In considering the observed differences of neuroinflammatory responses between dementia types, one important caveat is the potential effects of dementia duration, which is by definition shorter in PDD compared to DLB and AD [16], and shows covariate effects both with AD (see Additional file 1: Table S2) as well as with NFT burden (see Additional file 1: Table S4) associations with inflammatory markers. This link may be bidirectional, for example, where the longer dementia duration of AD facilitates greater accumulation of immunogenic NFT, in turn leading to higher inflammatory markers. On the other hand, the early presence of chronic neuroinflammation may predispose formation of NFT and other neuropathological markers, in turn associating with earlier, more severe onset of cognitive decline. Further work is needed to delineate the complex interactions between neuroinflammation, disease-specific processes and clinical factors such as dementia duration.

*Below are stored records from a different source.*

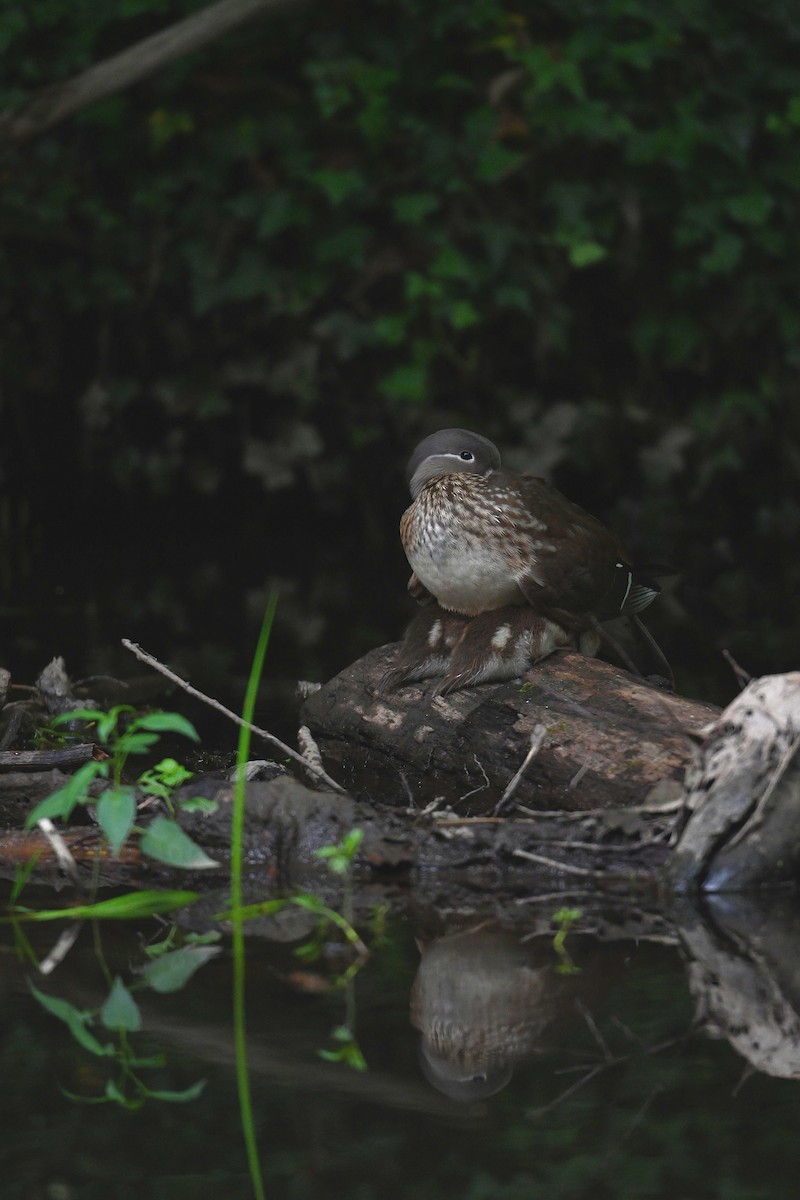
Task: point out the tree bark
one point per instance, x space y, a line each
608 739
53 105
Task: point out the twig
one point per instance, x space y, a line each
67 939
60 849
317 772
482 786
536 742
552 862
578 775
743 677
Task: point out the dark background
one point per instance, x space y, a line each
235 295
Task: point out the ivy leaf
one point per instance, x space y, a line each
76 1021
170 971
116 814
164 840
120 1011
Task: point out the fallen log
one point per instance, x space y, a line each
608 738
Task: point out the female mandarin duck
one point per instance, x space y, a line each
516 570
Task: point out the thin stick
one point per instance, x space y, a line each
60 849
536 742
234 717
552 862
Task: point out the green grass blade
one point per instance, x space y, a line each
238 922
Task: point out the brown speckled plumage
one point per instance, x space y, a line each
479 539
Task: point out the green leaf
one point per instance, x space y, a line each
495 163
78 714
391 329
188 1093
338 185
170 971
116 814
405 383
65 799
723 256
414 208
167 723
463 315
585 253
199 804
164 840
132 905
76 1021
752 208
120 1011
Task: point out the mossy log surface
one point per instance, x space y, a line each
608 737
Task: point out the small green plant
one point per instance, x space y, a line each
348 1050
341 856
565 919
124 733
107 1032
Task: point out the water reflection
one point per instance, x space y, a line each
531 1083
482 1000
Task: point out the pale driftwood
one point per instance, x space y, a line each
59 101
743 795
312 768
609 737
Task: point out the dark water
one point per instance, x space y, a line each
597 1084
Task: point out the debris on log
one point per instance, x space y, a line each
608 741
743 795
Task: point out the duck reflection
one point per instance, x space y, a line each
481 1001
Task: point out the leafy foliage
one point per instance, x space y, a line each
571 225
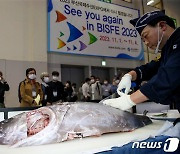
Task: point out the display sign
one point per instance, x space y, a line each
93 28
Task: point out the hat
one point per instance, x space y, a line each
142 22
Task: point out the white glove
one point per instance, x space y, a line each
124 102
37 99
125 83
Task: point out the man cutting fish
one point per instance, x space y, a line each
158 33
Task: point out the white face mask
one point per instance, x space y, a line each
32 76
159 41
46 79
55 78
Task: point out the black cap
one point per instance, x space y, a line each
142 22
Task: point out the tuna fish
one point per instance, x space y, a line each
60 123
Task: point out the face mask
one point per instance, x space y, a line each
92 81
32 76
55 78
46 79
159 41
105 82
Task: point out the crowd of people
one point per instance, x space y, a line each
51 91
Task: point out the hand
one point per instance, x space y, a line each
125 83
124 102
37 99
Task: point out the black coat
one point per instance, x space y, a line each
56 87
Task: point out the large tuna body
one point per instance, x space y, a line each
64 122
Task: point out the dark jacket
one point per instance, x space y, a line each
164 74
47 95
3 87
56 87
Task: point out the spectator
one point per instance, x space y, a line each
3 87
106 89
30 90
75 93
57 88
95 89
45 88
68 91
85 90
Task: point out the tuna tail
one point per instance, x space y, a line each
10 133
49 133
144 119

This study has several limitations. Firstly, while our study investigated a range of cytokines, we did not cover a full spectrum of inflammatory mediators and signalling molecules pathways, and it is possible that pathway analytes not measured at present may be significantly activated in LBD. Future “omics”-based studies should be performed to gain a more complete understanding of alterations of the neuroinflammation network in neurodegenerative dementias. For instance, publicly deposited databases from the Religious Orders Study/Memory and Aging Project (ROSMAP) may be particularly resourceful. Several groups had profiled brain inflammatory markers in non-demented and AD subject in the ROSMAP cohorts [35, 36]; this could be expanded into studying LBD and serve as an important validation of our findings. Secondly, although we analysed three separate neocortical regions showing broadly similar trends of inflammatory marker alterations, the highest number of measurements were focused at the mid-temporal cortex (BA21), which has previously been shown to be differentially affected by AD versus LBD processes [37]. Therefore, it is possible that brain regions not currently sampled may manifest higher levels of neuroinflammatory activation in LBD. Follow-up work which measures brain inflammatory markers in multiple cortical and subcortical regions will provide further insights into the patterns of neuroinflammatory responses as well as their relationship with neuropathological markers in AD and LBD. Finally, whilst our data indicate robust associations between inflammatory cytokines and NFT, the underlying mechanisms and causal relationship between inflammation and tangle-related pathology could be speculated on (see above), but not confirmed at present. More importantly, given that LBD cases often display variable NFT pathology, validation studies in a separate LBD cohort with a wider range of NFT burden is needed to better define the potential effect of higher NFT load on neuroinflammation in LBD.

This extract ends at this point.